Rowan swung off the horse, his long coat flapping around his legs. The sound annoyed her. She wondered why he wore it. It seemed so inconvenient to have such a long swatch of fabric tripping you up and getting in your way, not to mention the fact that such a large amount of fabric could be used for other useful things.

He turned to her, his eyes showing mild surprise, probably upon seeing that she was awake.

"I would have woken you up when I left but even though I shook you for a good few minutes, you were still out cold. You must have been very tired." He said, the faint shadow of a smile playing across the corner of his mouth.

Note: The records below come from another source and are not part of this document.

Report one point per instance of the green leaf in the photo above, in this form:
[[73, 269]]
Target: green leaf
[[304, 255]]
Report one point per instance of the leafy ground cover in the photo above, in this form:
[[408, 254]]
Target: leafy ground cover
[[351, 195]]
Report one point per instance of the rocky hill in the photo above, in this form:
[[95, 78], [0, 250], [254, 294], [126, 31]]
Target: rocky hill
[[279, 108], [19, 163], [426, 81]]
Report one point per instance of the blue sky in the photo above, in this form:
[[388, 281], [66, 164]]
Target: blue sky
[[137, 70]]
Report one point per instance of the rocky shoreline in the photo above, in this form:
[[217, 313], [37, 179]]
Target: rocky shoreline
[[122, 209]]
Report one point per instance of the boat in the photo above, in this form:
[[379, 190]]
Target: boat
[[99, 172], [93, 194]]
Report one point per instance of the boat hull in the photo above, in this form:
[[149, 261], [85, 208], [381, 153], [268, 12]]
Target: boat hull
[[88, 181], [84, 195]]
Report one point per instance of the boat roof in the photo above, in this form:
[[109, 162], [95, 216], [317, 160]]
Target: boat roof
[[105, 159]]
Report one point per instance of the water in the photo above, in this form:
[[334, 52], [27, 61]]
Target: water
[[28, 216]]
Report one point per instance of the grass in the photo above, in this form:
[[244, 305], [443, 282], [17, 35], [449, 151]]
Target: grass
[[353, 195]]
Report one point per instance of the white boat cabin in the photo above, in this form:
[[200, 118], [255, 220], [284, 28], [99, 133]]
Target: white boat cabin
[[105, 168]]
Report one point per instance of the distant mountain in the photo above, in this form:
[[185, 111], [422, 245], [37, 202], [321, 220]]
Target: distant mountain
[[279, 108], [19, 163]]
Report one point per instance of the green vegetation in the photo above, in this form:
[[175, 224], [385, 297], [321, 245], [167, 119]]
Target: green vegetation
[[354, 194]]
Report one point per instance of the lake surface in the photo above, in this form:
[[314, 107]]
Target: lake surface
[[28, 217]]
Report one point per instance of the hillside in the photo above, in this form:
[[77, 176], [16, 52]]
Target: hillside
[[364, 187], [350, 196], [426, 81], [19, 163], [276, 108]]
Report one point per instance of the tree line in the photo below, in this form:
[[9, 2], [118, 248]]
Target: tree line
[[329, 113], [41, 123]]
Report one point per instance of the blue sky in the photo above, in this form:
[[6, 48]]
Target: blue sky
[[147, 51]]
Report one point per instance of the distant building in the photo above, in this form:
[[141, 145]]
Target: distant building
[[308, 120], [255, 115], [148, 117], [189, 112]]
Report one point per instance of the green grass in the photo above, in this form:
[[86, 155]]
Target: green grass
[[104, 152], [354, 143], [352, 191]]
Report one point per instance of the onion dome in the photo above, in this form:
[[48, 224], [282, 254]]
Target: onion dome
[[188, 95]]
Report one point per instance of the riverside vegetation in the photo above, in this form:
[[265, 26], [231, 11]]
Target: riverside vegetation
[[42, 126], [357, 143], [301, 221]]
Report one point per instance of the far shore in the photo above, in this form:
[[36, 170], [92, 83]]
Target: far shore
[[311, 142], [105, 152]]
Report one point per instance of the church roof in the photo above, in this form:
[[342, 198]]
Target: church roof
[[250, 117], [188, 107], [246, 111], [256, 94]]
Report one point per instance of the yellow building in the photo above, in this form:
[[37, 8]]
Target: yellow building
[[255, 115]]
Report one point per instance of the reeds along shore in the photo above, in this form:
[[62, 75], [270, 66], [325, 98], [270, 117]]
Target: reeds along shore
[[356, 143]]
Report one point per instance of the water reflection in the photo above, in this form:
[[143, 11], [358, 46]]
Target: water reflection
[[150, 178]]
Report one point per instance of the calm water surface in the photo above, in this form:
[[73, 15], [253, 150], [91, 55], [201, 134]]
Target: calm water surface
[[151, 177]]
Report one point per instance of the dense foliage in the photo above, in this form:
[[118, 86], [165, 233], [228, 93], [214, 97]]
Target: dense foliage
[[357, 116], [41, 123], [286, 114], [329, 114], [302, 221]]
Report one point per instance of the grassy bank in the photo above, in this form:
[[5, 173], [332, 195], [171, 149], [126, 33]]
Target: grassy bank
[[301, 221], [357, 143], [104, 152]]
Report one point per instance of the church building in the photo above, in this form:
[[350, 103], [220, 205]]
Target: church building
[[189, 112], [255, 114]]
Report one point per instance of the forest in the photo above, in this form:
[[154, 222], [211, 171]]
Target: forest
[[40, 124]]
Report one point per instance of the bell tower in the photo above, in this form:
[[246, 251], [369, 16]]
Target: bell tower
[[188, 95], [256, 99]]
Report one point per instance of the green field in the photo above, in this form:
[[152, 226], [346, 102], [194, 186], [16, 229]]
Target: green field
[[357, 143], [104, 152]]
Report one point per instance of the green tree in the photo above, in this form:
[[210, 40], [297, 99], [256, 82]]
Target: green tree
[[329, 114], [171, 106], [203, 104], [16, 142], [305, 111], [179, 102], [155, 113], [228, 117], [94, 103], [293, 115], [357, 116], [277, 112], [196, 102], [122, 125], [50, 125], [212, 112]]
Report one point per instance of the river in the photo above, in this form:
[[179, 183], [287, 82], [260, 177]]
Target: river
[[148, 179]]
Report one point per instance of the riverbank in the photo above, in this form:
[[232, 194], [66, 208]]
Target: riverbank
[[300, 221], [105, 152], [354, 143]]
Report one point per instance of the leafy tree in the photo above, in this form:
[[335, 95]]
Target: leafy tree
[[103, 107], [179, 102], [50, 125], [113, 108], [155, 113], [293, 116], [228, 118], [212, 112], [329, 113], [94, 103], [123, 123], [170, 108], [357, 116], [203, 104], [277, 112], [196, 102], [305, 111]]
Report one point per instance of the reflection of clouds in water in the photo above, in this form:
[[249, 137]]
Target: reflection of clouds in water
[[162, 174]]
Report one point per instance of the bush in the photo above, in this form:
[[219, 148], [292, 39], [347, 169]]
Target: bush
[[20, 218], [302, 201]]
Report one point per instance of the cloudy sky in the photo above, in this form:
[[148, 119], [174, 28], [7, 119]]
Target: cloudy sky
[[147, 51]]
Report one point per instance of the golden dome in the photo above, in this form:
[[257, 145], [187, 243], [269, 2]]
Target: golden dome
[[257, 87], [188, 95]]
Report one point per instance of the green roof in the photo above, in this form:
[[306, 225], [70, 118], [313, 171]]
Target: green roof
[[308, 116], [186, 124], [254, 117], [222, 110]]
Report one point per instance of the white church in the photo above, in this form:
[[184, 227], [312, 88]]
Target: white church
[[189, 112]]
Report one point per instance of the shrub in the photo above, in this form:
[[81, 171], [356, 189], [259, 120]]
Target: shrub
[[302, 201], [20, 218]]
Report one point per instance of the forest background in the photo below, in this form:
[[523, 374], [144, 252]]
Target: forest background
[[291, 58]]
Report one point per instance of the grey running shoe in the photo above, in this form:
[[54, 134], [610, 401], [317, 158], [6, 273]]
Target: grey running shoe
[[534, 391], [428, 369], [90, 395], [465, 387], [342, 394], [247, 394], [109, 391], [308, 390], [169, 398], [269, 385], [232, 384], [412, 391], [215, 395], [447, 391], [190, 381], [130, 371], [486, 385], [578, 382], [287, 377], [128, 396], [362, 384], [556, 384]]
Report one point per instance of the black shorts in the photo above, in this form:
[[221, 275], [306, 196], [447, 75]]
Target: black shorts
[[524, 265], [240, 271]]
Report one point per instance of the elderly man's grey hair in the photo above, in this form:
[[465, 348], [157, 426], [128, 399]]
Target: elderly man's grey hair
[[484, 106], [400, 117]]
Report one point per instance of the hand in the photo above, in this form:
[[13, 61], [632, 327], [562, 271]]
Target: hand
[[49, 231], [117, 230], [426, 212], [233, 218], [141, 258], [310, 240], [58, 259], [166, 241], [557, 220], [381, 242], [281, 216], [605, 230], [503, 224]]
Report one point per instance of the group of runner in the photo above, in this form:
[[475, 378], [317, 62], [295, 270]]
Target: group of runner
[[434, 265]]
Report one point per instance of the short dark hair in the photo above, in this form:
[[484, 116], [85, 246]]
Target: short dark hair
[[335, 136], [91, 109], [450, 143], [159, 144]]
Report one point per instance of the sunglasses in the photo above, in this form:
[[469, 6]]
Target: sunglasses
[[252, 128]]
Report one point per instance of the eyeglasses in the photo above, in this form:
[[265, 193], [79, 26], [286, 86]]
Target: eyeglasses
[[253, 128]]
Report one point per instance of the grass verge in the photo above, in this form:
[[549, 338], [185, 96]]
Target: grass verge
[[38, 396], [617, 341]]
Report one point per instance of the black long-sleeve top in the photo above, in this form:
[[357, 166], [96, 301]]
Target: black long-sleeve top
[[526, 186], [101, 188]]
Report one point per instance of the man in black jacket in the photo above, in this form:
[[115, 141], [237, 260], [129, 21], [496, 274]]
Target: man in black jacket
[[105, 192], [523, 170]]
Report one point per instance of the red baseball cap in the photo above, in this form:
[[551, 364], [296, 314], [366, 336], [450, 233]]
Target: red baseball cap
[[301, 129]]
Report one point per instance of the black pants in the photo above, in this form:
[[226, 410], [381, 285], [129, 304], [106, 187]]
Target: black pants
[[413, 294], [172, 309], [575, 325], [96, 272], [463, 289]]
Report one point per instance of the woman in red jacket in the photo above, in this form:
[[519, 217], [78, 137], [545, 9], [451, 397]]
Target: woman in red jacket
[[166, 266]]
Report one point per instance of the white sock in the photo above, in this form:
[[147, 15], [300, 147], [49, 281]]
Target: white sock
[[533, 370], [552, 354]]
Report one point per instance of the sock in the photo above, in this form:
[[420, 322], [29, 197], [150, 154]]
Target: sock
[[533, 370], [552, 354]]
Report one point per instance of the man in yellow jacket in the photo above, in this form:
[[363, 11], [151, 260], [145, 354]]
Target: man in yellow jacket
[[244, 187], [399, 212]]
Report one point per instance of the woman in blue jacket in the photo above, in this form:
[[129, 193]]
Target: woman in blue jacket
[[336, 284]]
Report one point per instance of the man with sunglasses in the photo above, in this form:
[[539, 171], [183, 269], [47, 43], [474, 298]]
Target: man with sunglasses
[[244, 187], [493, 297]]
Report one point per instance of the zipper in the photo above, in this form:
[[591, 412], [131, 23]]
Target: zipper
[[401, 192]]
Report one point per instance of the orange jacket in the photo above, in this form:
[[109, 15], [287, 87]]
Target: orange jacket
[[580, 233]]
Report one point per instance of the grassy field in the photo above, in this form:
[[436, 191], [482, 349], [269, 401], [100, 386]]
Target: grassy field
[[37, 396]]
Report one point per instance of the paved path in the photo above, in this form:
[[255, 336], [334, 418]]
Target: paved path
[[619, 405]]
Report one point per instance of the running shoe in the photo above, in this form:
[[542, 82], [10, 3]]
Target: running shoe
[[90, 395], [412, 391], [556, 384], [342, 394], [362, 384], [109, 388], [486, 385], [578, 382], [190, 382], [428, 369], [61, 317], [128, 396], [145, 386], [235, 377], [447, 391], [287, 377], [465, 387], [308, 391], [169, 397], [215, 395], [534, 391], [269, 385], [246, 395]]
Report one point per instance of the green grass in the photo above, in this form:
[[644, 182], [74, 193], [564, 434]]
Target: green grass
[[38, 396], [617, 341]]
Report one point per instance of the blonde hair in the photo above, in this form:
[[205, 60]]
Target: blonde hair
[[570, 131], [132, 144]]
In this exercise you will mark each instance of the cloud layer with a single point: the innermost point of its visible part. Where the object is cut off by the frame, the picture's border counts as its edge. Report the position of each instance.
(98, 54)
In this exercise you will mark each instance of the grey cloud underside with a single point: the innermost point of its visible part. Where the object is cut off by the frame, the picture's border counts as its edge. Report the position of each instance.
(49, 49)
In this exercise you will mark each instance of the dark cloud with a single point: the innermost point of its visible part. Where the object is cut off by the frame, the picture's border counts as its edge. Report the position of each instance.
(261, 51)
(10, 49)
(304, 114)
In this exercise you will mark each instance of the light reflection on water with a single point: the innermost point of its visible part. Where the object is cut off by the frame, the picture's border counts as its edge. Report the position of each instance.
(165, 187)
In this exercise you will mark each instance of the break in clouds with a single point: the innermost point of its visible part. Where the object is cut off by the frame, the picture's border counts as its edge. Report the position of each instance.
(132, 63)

"I was really that tired? I didn't feel it." She found it hard to imagine herself not waking up after solid minutes of shaking. Usually, she slept like the wind and could wake up at the drop of a pin.

After a few seconds passed and he didn't say anything, Jasta decided to ask: "Why did we stop? Shouldn't we travel as much as possible if we want to reach Yarul?" it was still clearly daylight, even though the fog blocked so much of the sun's like.

"Yes. But the fog is too thick. If we keep going with the fog like this, the horse might stumble and injure an ankle, and we'd be stranded without a ride until the horse heals. I'll set up camp and we can wait until the fog clears a bit." He replied.

Setting up took much quicker than the last time because Rowan remembered himself didn't set it up for all of his brothers.

The new sparks of fire were a warm ember of light within the gloomy dusk of the evil forest that seemed to go on endlessly.

Rowan disappeared into the trees, leaving her to sit by herself near the fire, trying to remain at least slightly warm.

Even sitting on a log by the fire, Jasta's skin was covered in goosebumps. She started to shiver. The fog made her clothes damp and the cold seeped through her wool shirt and into her bones. Her teeth started to chatter.